> If you open this on a computer instead, you will have a chance to play with some emulators!
Instead of what? I was under the impression that the device I was on is a computer.
Edit: I was curious to understand what caused the site to show that box. From looking at the source and some interacting in the console, it seems to have been due to the 'isiOS' variable having the value 'true'. It was true despite the device not running iOS because '(navigator.maxTouchPoints && navigator.maxTouchPoints > 2)' was truthy, and window.MSStream wasn't. This device, a Surface Pro X, or more precisely the Chrome 139 browser running on it, reports 10 max touch points and doesn't have MSStream defined, and that appears to have been enough for it to be mistaken as a not-a-computer.
By now, after refreshing, I see an extra sentence 'Hey, site, you got it wrong. This is a real computer!' Perhaps the author saw this comment and added it quite quicky? If so, thank you!
> 2020s are the Lisa years. Outside of Accessibility, everything feels anodyne and disposable. There might not be a single control panel in modern macOS that feels like someone cares.
> Teddy Bears, managing memory, and Gizmo I don’t miss. But the care I do.
Using and seeing some of the earlier control panels, including in OS X, really drives this home.
While on the Apple side preference and settings might not always have been consistent and smooth sailing, the utter shambles we have had to endure on the Microsoft side in this area post Windows 7 is beyond any comparison.
The author has also written the keyboard book - Shift Happens[1]. Also an incredible love letter, this one for keyboards.
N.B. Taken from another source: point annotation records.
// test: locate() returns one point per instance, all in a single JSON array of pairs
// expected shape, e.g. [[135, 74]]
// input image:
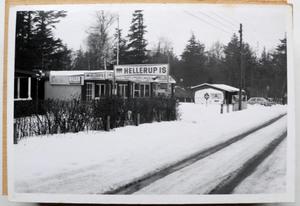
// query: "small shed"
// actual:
[[183, 94], [216, 94]]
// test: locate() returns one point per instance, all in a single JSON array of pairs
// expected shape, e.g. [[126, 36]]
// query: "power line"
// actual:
[[197, 17], [224, 19], [216, 20]]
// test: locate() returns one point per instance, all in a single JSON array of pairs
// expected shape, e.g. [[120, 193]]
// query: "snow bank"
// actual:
[[95, 162]]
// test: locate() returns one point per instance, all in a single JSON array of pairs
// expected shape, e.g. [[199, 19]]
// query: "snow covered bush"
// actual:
[[60, 116]]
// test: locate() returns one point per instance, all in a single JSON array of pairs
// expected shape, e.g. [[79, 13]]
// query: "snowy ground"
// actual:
[[269, 177], [95, 162], [204, 175]]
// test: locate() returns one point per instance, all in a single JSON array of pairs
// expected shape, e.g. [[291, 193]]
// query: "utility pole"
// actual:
[[114, 90], [118, 42], [241, 66]]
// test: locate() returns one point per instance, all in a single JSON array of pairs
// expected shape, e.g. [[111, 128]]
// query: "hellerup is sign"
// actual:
[[142, 69]]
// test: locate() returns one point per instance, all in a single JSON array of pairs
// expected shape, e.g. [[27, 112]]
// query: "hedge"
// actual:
[[59, 116]]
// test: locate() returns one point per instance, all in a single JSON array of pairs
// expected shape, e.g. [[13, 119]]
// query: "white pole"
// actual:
[[29, 87], [118, 41], [18, 88]]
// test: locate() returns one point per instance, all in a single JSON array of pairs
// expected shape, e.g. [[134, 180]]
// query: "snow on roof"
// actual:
[[226, 87], [75, 72], [159, 79], [223, 87]]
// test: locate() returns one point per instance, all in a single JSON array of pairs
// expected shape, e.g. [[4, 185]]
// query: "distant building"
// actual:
[[97, 84], [216, 94], [183, 94]]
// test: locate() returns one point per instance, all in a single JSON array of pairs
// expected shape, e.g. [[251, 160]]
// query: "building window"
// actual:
[[89, 91], [136, 90], [100, 90], [22, 90], [142, 90], [145, 90], [123, 90]]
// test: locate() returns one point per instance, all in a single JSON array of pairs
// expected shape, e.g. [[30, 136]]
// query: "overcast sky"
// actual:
[[263, 26]]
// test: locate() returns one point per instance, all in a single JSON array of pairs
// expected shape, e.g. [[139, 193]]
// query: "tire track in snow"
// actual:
[[149, 178], [236, 177]]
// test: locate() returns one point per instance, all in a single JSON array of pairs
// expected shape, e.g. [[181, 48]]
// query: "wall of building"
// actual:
[[62, 92]]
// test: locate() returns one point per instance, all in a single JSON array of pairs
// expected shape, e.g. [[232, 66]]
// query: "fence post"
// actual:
[[137, 119], [107, 123]]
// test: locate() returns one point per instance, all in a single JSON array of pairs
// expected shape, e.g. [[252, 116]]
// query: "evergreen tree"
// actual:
[[193, 62], [122, 43], [36, 46], [81, 60], [215, 63], [137, 43], [99, 42], [232, 58], [280, 68]]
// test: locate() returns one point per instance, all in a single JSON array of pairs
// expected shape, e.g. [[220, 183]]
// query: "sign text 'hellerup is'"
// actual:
[[145, 69]]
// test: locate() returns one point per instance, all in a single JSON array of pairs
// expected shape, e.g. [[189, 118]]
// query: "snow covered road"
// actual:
[[96, 162], [204, 175]]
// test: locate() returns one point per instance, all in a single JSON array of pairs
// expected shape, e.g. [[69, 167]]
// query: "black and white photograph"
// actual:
[[151, 100]]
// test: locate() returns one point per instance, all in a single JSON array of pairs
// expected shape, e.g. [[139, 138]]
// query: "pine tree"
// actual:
[[122, 43], [280, 68], [100, 46], [137, 43], [232, 57], [36, 46], [193, 62]]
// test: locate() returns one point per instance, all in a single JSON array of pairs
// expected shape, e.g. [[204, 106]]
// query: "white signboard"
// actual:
[[66, 80], [142, 69], [98, 75]]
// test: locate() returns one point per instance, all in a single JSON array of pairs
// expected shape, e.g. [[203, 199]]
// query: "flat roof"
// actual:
[[133, 78], [223, 87]]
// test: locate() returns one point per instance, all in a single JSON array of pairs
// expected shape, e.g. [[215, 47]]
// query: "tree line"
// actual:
[[37, 48]]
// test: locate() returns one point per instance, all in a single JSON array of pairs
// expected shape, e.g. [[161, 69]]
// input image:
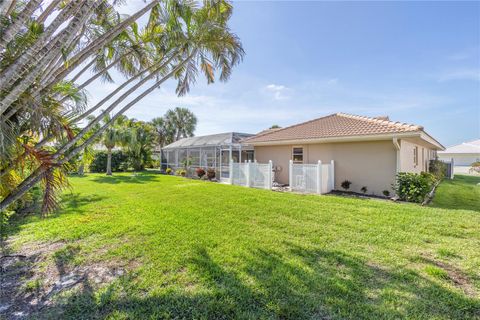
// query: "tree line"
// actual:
[[137, 139], [49, 48]]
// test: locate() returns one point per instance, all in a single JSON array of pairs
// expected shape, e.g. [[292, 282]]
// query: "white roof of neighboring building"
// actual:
[[465, 147]]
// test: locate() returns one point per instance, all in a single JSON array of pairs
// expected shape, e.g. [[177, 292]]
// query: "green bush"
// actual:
[[99, 163], [211, 173], [346, 184], [181, 172], [438, 169], [200, 172], [413, 187]]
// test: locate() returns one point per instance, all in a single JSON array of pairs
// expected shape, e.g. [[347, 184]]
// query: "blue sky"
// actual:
[[417, 62]]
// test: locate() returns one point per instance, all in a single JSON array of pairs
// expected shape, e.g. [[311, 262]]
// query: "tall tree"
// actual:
[[164, 131], [113, 136], [183, 122], [180, 39]]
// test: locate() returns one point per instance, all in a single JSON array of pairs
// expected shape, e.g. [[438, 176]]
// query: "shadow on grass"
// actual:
[[308, 283], [70, 203], [461, 193], [138, 178]]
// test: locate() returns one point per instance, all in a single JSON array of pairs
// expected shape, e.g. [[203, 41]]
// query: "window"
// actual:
[[297, 155]]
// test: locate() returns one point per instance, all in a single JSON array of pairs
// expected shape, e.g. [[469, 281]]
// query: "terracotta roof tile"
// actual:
[[335, 125]]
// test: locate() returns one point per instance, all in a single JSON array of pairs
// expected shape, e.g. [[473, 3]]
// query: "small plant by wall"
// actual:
[[346, 185], [181, 172], [414, 187], [200, 172], [211, 173]]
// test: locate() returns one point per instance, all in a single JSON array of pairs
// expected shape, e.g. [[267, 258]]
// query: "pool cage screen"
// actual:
[[197, 152]]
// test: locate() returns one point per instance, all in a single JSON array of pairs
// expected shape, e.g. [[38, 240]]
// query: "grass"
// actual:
[[201, 250], [463, 192]]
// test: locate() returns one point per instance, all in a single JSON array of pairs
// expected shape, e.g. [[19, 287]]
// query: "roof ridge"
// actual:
[[380, 121], [292, 126]]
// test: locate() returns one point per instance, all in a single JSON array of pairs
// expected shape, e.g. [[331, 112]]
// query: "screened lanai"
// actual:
[[212, 151]]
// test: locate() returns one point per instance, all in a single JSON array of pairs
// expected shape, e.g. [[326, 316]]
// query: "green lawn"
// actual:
[[463, 192], [201, 250]]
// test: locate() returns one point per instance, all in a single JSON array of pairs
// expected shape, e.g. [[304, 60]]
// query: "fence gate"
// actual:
[[311, 178], [252, 174]]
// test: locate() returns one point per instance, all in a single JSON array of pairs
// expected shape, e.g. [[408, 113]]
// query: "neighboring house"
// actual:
[[463, 155], [366, 151], [212, 151]]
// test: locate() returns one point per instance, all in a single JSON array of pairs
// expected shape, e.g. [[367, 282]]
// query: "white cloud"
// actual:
[[279, 92], [460, 74], [332, 81]]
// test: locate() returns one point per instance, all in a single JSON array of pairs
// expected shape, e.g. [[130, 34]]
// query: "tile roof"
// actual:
[[218, 139], [466, 147], [335, 125]]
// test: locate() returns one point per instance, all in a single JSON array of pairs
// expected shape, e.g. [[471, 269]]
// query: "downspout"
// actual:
[[396, 144]]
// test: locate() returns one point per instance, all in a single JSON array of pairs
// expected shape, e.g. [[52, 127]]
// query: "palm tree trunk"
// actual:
[[37, 174], [88, 127], [109, 161], [6, 7], [83, 70], [100, 42], [43, 16], [86, 83], [40, 144], [19, 22], [16, 70], [66, 36]]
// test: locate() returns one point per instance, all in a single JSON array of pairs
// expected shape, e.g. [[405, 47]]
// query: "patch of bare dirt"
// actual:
[[456, 276], [32, 277]]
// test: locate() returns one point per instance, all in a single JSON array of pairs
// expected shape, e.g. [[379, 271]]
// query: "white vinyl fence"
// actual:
[[252, 174], [311, 178]]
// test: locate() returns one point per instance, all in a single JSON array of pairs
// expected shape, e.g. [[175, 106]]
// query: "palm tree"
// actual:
[[164, 131], [139, 144], [183, 122], [115, 135], [183, 39]]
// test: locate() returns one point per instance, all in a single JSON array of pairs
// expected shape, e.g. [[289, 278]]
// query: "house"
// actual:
[[210, 151], [366, 151], [463, 155]]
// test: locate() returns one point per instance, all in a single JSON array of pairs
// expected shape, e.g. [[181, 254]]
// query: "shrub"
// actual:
[[200, 172], [346, 184], [99, 163], [475, 167], [181, 172], [438, 169], [210, 173], [413, 187]]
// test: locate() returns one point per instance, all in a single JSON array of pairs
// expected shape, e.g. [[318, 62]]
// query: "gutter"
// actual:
[[375, 137]]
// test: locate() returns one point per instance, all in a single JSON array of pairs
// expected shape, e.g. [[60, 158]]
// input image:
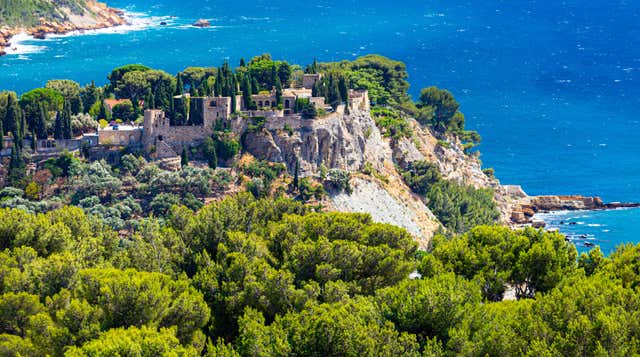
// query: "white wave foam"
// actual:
[[22, 43]]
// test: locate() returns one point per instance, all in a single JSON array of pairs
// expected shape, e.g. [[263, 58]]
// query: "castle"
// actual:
[[162, 140]]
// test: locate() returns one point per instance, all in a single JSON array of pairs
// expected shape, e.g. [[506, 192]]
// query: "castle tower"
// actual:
[[154, 123]]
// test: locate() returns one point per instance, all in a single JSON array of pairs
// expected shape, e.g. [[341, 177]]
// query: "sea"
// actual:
[[552, 86]]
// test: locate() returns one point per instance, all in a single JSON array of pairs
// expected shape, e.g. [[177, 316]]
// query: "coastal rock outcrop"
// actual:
[[352, 142], [94, 15], [202, 23]]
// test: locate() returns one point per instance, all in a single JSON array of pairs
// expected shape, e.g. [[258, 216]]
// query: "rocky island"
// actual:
[[41, 17]]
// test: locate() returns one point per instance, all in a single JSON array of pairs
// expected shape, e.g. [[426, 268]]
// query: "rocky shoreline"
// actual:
[[527, 207], [97, 16]]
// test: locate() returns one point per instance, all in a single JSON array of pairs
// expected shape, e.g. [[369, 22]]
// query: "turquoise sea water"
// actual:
[[551, 86]]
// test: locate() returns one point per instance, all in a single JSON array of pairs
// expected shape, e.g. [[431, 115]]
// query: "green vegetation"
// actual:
[[391, 123], [245, 277], [122, 259], [29, 12], [457, 206]]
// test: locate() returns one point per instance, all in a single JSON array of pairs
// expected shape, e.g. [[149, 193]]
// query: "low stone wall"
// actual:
[[120, 137]]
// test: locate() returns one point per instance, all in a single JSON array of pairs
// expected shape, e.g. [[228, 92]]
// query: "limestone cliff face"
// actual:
[[56, 17], [338, 141], [348, 142]]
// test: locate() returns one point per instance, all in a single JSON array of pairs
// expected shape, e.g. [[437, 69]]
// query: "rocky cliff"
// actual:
[[54, 17], [351, 142]]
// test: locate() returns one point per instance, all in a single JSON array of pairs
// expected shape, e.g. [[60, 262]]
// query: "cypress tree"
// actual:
[[66, 121], [246, 92], [149, 102], [296, 176], [344, 89], [184, 157], [58, 131], [234, 103], [255, 86], [41, 123], [334, 93], [274, 75], [278, 90], [179, 85], [34, 141], [17, 166], [218, 84], [210, 153], [204, 89], [103, 113], [13, 117], [1, 136], [193, 92]]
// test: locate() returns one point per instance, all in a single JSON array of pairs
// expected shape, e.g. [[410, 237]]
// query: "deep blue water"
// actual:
[[551, 86]]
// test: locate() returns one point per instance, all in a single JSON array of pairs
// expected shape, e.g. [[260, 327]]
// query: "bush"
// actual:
[[339, 179]]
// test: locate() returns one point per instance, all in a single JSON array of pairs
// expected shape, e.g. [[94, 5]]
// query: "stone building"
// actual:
[[120, 135], [163, 140], [309, 80]]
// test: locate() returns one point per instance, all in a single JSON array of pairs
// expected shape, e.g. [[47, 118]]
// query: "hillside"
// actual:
[[41, 17], [238, 225]]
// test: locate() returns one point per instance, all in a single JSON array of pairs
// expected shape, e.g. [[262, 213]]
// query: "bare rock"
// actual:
[[202, 23]]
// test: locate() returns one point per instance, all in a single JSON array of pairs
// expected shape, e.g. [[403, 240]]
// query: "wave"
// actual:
[[23, 44]]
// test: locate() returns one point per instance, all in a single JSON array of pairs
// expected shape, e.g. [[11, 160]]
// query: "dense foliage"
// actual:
[[140, 266], [30, 12], [458, 206], [273, 277]]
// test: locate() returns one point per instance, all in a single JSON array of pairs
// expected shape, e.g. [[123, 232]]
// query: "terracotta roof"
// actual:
[[110, 103]]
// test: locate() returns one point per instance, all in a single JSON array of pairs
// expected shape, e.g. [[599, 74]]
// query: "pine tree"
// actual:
[[184, 157], [278, 90], [41, 123]]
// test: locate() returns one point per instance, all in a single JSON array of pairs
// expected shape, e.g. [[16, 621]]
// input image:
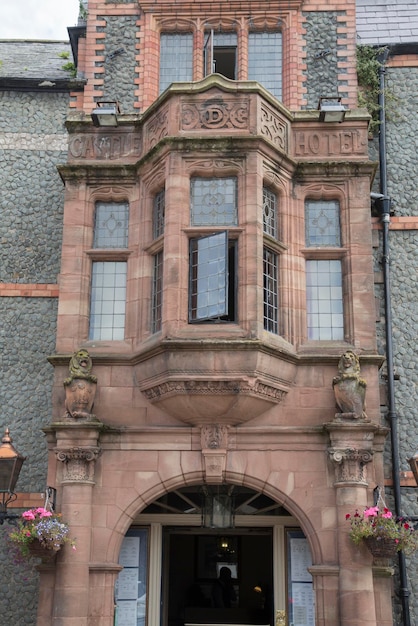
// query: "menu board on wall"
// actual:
[[131, 585], [301, 596]]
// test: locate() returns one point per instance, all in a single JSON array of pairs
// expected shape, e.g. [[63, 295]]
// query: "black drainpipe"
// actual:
[[392, 414]]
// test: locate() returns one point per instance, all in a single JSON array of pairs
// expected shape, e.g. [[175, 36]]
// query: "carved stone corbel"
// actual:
[[214, 441], [350, 465], [78, 464]]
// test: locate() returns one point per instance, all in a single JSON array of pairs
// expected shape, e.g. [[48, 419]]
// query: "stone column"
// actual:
[[76, 450], [351, 450]]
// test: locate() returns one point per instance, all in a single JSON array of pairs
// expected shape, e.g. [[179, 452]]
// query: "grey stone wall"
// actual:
[[402, 162], [401, 139], [321, 77], [119, 63], [33, 141]]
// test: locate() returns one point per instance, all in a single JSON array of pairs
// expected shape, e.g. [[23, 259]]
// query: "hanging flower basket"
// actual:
[[381, 532], [40, 533], [39, 551], [381, 548]]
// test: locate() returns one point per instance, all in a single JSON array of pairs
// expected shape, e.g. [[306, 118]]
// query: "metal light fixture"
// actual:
[[331, 110], [106, 114], [218, 508], [10, 465], [413, 464]]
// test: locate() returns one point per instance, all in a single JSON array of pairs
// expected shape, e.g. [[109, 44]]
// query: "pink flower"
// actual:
[[371, 512]]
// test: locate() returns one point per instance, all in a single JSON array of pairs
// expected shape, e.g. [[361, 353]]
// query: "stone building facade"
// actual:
[[212, 262]]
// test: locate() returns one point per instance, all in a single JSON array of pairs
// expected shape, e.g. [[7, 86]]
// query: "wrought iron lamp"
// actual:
[[413, 464], [331, 110], [106, 114], [218, 508], [10, 465]]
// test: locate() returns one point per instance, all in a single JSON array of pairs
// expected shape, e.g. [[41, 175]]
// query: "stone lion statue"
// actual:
[[80, 367], [80, 387], [349, 388]]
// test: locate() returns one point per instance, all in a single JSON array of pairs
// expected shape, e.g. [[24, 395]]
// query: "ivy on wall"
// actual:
[[368, 63]]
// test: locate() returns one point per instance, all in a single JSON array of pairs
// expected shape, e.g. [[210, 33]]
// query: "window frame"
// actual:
[[107, 255], [324, 252]]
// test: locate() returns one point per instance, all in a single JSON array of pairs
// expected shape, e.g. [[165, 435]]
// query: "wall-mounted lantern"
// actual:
[[331, 110], [10, 465], [105, 114]]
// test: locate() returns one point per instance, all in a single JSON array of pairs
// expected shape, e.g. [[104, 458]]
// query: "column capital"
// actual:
[[78, 464]]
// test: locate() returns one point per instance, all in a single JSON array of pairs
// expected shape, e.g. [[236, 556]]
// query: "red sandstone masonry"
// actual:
[[22, 290]]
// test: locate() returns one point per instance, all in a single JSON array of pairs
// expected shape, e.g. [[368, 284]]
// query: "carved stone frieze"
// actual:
[[273, 127], [78, 463], [214, 436], [215, 113], [213, 387], [350, 464]]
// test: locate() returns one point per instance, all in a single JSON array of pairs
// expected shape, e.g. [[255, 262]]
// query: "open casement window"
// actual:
[[176, 58], [212, 283], [220, 54], [324, 271]]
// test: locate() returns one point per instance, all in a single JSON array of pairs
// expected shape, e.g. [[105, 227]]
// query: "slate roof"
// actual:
[[383, 22], [29, 59]]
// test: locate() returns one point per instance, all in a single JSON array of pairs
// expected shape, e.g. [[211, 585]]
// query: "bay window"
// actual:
[[213, 257], [109, 272], [324, 273]]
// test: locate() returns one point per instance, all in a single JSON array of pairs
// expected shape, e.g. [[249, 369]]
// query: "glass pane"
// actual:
[[270, 213], [111, 225], [157, 293], [265, 61], [324, 295], [270, 276], [214, 202], [209, 277], [107, 308], [322, 223], [176, 58], [158, 215]]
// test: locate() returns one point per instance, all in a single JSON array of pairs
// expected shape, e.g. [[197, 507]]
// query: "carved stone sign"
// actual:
[[104, 147], [215, 113], [335, 143]]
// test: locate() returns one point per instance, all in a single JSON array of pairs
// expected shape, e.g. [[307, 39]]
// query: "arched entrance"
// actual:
[[180, 549]]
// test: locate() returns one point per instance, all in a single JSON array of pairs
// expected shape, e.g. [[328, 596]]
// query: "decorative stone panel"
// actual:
[[78, 464]]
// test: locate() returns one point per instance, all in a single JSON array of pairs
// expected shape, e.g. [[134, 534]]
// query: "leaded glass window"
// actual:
[[111, 225], [323, 223], [158, 214], [270, 289], [108, 300], [324, 292], [157, 292], [214, 202], [270, 213]]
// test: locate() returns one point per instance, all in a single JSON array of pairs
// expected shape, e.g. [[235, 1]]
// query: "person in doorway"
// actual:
[[223, 592]]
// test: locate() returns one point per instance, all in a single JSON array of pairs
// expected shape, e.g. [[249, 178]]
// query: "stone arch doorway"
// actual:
[[189, 534]]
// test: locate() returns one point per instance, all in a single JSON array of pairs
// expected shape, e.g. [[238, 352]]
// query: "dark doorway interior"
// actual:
[[193, 563]]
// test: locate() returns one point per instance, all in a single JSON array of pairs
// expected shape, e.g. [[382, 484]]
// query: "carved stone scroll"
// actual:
[[350, 464], [214, 440], [78, 464]]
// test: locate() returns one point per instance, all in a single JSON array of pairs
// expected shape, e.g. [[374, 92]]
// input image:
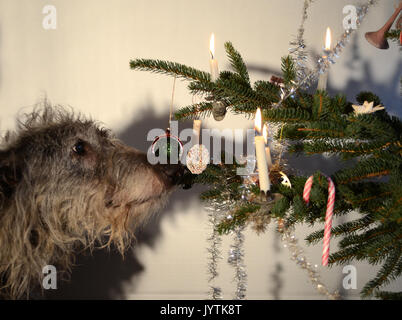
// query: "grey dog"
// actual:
[[68, 183]]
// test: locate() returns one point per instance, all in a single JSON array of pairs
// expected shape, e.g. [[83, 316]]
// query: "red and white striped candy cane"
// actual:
[[328, 214]]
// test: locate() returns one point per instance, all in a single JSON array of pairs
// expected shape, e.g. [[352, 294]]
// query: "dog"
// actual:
[[67, 183]]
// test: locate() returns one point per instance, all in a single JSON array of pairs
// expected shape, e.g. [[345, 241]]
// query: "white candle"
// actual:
[[267, 150], [261, 157], [196, 131], [213, 63], [323, 79]]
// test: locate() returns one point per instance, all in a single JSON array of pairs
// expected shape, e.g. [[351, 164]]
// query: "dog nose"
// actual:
[[174, 172]]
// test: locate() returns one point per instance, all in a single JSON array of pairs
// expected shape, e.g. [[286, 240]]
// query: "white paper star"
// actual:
[[366, 108]]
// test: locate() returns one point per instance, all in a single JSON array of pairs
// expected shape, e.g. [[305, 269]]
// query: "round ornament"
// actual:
[[197, 158]]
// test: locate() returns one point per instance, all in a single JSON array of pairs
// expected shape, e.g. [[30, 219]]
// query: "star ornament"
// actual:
[[366, 108]]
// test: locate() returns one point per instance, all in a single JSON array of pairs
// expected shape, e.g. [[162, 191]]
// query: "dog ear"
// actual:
[[10, 173]]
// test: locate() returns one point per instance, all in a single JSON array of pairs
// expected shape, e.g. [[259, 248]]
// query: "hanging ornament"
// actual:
[[366, 108], [197, 159], [168, 146]]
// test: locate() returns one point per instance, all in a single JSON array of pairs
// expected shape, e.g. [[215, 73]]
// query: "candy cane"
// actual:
[[328, 214]]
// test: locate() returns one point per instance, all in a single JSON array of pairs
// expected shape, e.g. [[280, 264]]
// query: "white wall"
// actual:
[[84, 63]]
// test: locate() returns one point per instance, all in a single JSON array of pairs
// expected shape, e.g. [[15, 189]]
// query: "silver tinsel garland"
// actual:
[[219, 210], [297, 254], [297, 48]]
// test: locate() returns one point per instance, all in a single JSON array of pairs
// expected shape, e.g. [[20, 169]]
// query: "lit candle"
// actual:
[[260, 153], [267, 150], [196, 131], [213, 63], [323, 79]]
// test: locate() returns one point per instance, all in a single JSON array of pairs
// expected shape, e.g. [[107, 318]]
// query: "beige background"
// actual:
[[84, 63]]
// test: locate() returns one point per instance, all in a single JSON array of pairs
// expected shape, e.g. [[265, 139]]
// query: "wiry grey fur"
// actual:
[[54, 200]]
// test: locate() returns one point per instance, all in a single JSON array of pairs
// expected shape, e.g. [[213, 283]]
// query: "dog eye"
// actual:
[[79, 148]]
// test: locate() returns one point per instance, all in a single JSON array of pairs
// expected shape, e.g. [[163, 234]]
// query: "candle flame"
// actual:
[[212, 45], [265, 133], [328, 40], [258, 120]]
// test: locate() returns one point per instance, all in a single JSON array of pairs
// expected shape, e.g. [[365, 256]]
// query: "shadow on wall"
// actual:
[[102, 274]]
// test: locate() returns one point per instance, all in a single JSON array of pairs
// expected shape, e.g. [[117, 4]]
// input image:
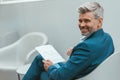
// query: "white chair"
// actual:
[[107, 70], [14, 55]]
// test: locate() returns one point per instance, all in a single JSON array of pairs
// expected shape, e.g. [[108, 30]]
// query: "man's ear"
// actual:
[[100, 22]]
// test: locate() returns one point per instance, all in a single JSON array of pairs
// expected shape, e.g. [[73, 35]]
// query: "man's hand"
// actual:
[[47, 63], [69, 51]]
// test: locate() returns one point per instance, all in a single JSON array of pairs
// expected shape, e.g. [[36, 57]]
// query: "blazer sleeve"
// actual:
[[77, 62]]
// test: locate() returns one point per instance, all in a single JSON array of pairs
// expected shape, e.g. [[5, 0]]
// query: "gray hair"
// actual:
[[94, 7]]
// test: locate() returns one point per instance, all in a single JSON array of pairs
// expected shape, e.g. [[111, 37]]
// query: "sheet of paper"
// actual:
[[48, 52]]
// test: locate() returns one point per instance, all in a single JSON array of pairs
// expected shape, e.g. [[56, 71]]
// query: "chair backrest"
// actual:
[[28, 43], [107, 70]]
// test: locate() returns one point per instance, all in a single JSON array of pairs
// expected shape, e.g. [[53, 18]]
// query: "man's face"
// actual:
[[88, 24]]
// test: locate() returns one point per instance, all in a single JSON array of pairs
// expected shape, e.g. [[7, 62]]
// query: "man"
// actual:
[[85, 56]]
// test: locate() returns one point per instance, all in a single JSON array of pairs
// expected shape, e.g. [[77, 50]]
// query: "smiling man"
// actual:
[[85, 56]]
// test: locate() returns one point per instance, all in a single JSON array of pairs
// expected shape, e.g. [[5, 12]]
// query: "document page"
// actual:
[[48, 52]]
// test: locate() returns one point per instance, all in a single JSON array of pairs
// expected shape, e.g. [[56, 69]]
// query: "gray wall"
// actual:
[[56, 18]]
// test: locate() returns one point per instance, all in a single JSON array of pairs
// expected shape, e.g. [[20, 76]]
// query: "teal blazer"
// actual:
[[85, 57]]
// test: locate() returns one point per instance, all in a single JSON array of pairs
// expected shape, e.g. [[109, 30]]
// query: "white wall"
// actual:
[[58, 19]]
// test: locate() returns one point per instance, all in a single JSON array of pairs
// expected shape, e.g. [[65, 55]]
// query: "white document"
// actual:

I kickstarted it and cannot be happier!
Edit:
...and I completely missed that they're running live emulation!
The site loads just fine on my iPhone XS from 2018.
This is one of the worst designed websites I have ever opened
And the emulator tracks whether you've done the things mentioned in the article, like open a particular control panel or tried a particular menu option.
This is amazing.
I couldn't get the later emulators to work correctly though. My mouse kept flying off to the right of the screen for some reason. Also unfortunate is the scaling and tilting effect makes the screens look real bad on my machine. Just ugly aliasing artifacts everywhere.
I agree it would be nice to have an "untransformed" view of the screen; I suspect the site might have been designed with the expectation of a high-DPI screen.